Tonight though, as I was figuring out what time Admiral Fox and I would have dinner, I thought back to growing up when at my house, dinner was at 5:30 p.m. That was 5:30 p.m. every day of the year, except for Christmas and Thanksgiving, when we would either trundle to a relative's house or host the entire Fitzgerald-Puls-McAvoy-Mattison clan at our casa. Still, even on those days, I could see my grandmother starting to fidget if dinner was served any later than 6 p.m.

The time for dinner was 5:30 p.m., by God, and if I was at some athletic practice, well, I ate alone later, in the kitchen, while my grandmother stood at the sink waiting for me to finish so she could swoop up the dishes, wash them and get them back safely in the cupboard.

It was heathenish to miss that 5:30 time, but it was an excused absence.

If I was out on the lake in the summer, or still at Jamesway trying to decide what treasure to buy, or just shooting the bull with Bud Hooper a block away, well, tough nuggies. The Fitzgerald family (my mother, grandmother, and sister) went ahead and had the meal at 5:30 p.m. on the dot.

What I got later was hell for not showing up at 5:30 p.m., because, that's when dinner was served. My mother bought me several wrist watches growing up with the clear directions that I was to get home by the appointed Fitzgerald dinner hour. I still have the Boy Scout watch - it keeps perfect time 40-plus years later.

I don't remember other families being as anal-retentive about dinner time, though I knew that when Derwood Hooper or Art Carlson got home, dinner was served pronto. Not that I actually witnessed that, because my 5:30 get-your-butt-home time was much earlier than the dinner times at other homes.

Since sometime in the early 1970s - whenever the last time I ate dinner in my growing-up house in Lakewood before my mother passed away - I can say with some certainty I have not eaten dinner at 5:30 p.m. Been in middle of cocktails perhaps, but I have an aversion to ever eating as early as 5:30.

Raising my four children (Have I really survived four kids?), dinner was when dinner was. The only thing I tried to do was have everyone sit down all together for a family meal - whenver that could be accomplished. And we always had a toast at the beginning of the meal to some accomplishment of the day, something newsworthy or sometimes just to say thanks to whatever higher power was in our collective vogues that night. Politicians were routinely roasted in our evening glass-raising.

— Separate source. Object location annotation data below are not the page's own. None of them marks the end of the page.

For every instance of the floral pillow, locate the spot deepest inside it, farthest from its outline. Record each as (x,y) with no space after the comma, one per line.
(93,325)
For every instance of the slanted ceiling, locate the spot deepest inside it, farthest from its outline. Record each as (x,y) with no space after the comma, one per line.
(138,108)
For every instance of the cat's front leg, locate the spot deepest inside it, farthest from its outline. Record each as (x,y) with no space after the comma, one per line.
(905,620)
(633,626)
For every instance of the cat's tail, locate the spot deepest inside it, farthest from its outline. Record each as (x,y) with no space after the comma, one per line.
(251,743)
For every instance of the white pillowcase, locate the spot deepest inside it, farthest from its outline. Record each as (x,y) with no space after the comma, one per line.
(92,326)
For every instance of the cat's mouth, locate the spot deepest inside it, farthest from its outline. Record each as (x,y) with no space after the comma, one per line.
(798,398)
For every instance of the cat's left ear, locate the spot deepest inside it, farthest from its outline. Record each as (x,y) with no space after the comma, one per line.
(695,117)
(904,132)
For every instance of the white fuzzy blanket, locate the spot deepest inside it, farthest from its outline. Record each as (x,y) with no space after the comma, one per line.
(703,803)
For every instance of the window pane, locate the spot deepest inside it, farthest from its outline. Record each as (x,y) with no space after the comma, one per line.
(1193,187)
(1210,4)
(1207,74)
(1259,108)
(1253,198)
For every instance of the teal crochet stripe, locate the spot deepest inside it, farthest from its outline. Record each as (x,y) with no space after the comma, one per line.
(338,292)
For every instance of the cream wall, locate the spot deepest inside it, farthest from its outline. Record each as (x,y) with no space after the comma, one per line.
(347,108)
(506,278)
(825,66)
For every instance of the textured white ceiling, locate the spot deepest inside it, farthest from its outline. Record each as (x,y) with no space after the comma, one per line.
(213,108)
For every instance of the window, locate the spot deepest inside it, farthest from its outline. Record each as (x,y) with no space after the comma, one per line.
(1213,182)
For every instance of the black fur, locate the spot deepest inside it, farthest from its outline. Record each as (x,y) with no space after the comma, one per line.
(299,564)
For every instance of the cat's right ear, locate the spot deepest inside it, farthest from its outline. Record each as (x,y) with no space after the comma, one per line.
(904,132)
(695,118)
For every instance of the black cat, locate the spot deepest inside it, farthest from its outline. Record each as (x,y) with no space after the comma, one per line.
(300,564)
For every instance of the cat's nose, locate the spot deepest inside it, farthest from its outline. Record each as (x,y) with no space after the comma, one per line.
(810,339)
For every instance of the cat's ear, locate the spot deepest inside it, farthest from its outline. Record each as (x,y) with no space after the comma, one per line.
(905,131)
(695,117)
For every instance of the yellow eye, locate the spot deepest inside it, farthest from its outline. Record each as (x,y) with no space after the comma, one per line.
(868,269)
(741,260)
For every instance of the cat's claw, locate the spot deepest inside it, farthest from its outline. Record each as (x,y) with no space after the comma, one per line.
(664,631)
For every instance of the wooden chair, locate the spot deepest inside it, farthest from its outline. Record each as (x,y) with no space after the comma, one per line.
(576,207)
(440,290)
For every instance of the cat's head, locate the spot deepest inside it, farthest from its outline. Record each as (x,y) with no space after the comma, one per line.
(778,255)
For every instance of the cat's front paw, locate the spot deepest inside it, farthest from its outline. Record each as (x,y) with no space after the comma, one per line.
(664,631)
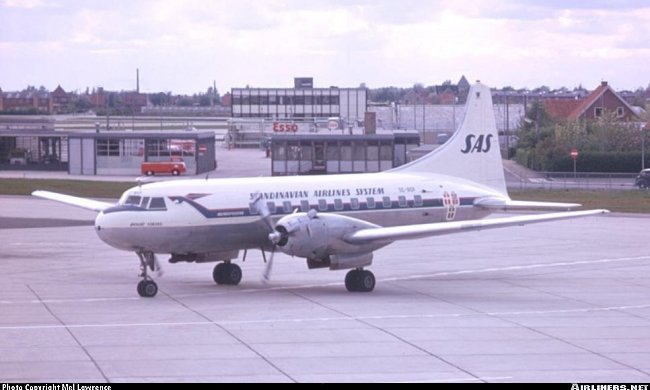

But there was one other slightly odd thing at my growing-up dinner table that suddenly comes back, too - a utter lack of salt or spices. There was no table salt. No basic NaCl. I vaguely remember a pepper shaker on the kitchen stove shelf - up high and dusty.

My grandmother had some kind of dietary problem with too much salt and thus, no food served on our dinner table was salted during cooking or on dinner plates. Salt was verboten, period, spices something I read about in history class.. It could've been worse, I suppose, she could've been a vegan.

The photo with today's blog is obviously not of anything from my childhood. It's from the tropics where people not only rarely eat their evening meal at 5:30 p.m., there's plenty of salt available on the table, perhaps even on the rim of glass justed used to toast the sunset, certainly on the chips and salsa.

Must be somewhere near Margaritaville, where I'm going back soon to find my lost shaker of salt.